The initial Skin Risk Assessment of patient #3 indicated a score of 17. The risk assessment form revealed that a score of 18 or below would trigger a print out of skin/wound orders to be implemented and a referral to the Skin/Wound Nurse. The record lacked evidence that the orders were implemented or that the Skin/Wound Nurse referral was made. Skin risk assessments were completed and documented every day with the patient's risk score remaining at 17. The record indicated that the first assessment by the Skin/Wound Nurse was not done until hospital day #14.
The Skin Wound Nurse documentation, done on hospital day #14, revealed the patient had a right heel blister, a left heel blister, and a left heel deep tissue injury (DTI - Purple or maroon localized area of discolored intact skin or blood-filled blister due to damage of underlying soft tissue from pressure and/or shear). The nurse documentation also noted blisters to the left mid distal back with the largest area measuring 3.2 cm length x 1 cm width with several blisters surrounding this area. The nurse recommended that heel blisters be covered with ABD pad (sterile dressing), wrapped with Kerlix (gauze bandage roll) for protection, and changed two (2) times a week and as needed for assessment. The nurse also recommended that the back blisters be covered with allevyn gentle dressing (special wound dressing) to be changed weekly and as needed. The physician's order sheet revealed that the physician signed for the above recommendations and treatment was initated. The nursing notes indicated that the patient was discharged five (5) days later but lacked evidence that the ankle dressings had been changed as ordered or that the wounds were reassessed prior to discharge. The nursing notes also indicated that the patient had arm bandages for seven (7) days prior to discharge with no documentation of a reason for the bandages.
An interview was conducted at 3:30 p.m. on 04/09/12 in the administrative conference room with the Director of Quality and the Accreditation Survey Coordinator. They confirmed that patient #3 had no evidence of skin lesions on admission.
During an interview at 12:00 p.m. on 04/10/12, in addition to several interviews earlier the same day, the Director of Quality, Accreditation Survey Coordinator, and Assistant Vice President of Nursing were asked to review the patient's record. After reviewing the medical record, these staff confirmed the following information: (1) the patient was not referred for a wound care assessment with the wound care nurse per facility policy after the initial admission skin assessment of 02/09/12 revealed the patient to be at risk of skin complications with a score of 17, (2) the medical record indicated that the first assessment by the wound care nurse was not done until 02/22/12 (fourteen days after admission), and (3) the dressings to the patient's ankles were to be changed twice a week but had not been changed for five (5) days at the time of discharge.

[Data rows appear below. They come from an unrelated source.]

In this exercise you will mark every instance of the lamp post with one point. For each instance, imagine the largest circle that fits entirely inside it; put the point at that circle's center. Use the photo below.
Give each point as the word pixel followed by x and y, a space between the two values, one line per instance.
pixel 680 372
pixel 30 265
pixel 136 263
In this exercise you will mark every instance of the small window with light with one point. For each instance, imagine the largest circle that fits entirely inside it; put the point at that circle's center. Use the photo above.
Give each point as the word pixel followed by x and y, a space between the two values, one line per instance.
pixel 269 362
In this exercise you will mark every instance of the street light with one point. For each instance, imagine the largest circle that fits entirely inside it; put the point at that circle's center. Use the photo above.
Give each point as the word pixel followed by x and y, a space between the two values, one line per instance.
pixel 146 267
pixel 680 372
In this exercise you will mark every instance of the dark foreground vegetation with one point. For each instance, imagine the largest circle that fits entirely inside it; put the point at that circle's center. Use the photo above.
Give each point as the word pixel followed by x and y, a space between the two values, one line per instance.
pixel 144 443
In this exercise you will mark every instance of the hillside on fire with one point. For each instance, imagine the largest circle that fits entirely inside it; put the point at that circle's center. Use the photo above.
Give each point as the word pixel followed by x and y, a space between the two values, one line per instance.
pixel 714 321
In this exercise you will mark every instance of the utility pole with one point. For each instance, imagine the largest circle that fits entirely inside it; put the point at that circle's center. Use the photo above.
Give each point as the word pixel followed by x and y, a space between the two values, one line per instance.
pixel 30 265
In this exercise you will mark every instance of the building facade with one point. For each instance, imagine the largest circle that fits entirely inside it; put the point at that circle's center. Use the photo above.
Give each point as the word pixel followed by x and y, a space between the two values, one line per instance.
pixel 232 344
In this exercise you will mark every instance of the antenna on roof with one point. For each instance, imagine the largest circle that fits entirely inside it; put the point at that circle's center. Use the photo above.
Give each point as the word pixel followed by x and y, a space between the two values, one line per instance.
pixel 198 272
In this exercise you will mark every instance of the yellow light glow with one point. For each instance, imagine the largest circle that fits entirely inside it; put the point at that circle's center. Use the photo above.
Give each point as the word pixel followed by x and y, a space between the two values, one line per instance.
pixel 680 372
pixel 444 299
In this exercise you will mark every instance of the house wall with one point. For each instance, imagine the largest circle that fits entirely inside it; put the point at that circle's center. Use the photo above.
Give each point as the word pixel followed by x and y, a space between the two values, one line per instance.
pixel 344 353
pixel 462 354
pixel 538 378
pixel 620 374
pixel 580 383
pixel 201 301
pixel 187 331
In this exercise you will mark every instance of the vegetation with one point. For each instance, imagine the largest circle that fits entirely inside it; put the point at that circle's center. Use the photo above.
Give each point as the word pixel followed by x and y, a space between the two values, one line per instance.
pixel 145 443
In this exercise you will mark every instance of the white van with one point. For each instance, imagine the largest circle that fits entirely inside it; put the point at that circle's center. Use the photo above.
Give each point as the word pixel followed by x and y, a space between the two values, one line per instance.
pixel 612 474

Review of facility policy entitled "General Care of All Patients", last reviewed 2011, indicated that patients would bathe, be bathed, or assisted with their bath as necessary. Clean linen and clothing would be provided at that time. In addition, incontinent patients would have partial baths and clean linens each time the bed or clothing were soiled. The policy indicated that patients would be assisted with oral hygiene to keep the mouth, teeth, or dentures clean. In addition, men would be shaved, assisted with shaving, or be shaved as necessary to keep them clean and well-groomed.
Review of the medical record revealed that the End of Shift forms lacked documented evidence to confirm that patient #3 had received or been assisted with oral care or shaving needs on nineteen (19) out of nineteen (19) days.